Makanya Jenggala Center itu hadir di hampir seluruh Indonesia, termasuk Jawa Barat, Banten, itu kita masuk di situ.
Jadi, peta politiknya ini sebenarnya sama dengan tahun 2014. Pada 2014 itu, Jokowi-JK memang berat di Sumatera. Namun di Timur aman karena figur JK. Jawa aman kecuali Jawa Barat.
Relawan Jokowi-Ma'ruf di Makassar menonton bersama Debat Pertama Capres & Cawapres 2019. Foto: ANTARA/Abriawan Abhe
Apakah Tim Jenggala berani menjamin dukungan JK mampu mengamankan suara Jokowi-Ma’ruf di Sulawesi Selatan?
Insyaallah aman kalau JK sudah bergerak. Memang orang punya keraguan jika JK tidak ada lagi dalam pemerintahan, maka orang sana (Sulsel) tidak memilih (Jokowi).
Tapi kan orang sana juga punya analisis sendiri. Tidak boleh juga kita lepaskan Jokowi. Sebagian besar keberhasilan Jokowi sekarang ini ada “sahamnya” JK di situ kan. Jadi ini harus kita pelihara.
Dua Kaki Kader Golkar. Revisi pada bagian Pilpres 2019: Erwin dipecat Golkar dari kepengurusan. Infografik: kumparan
Sebagai sesama kader Golkar, apakah Anda memandang pilihan politik Erwin Aksa bakal memengaruhi arah dukungan partai?
Itu adalah hak politik orang. Siapa yang bisa jamin semua kader Golkar ini pilih Jokowi? Enggak ada. Atau bisa ada yang jamin semua orang Partai Gerindra pilih Prabowo? Enggak ada juga, kan? Kalau kita lihat survei, itu kan bervariasi. Tidak 100 persen dalam politik. Itu biasa saja.

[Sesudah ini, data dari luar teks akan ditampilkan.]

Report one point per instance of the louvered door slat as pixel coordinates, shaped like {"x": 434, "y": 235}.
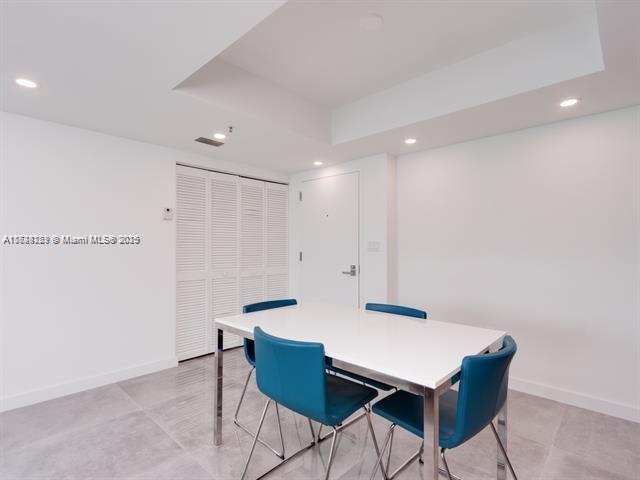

Toh, Erwin Aksa sudah menyatakan nonaktif dari Partai Golkar sebagai bentuk tanggung jawab. Dan diizinkan oleh Golkar untuk nonaktif. Tidak ada persoalan bagi Partai Golkar. Kecuali dia pengaruhi kader Golkar yang lain untuk pindah, itu salah. Sekarang dia hanya membawa dirinya sendiri.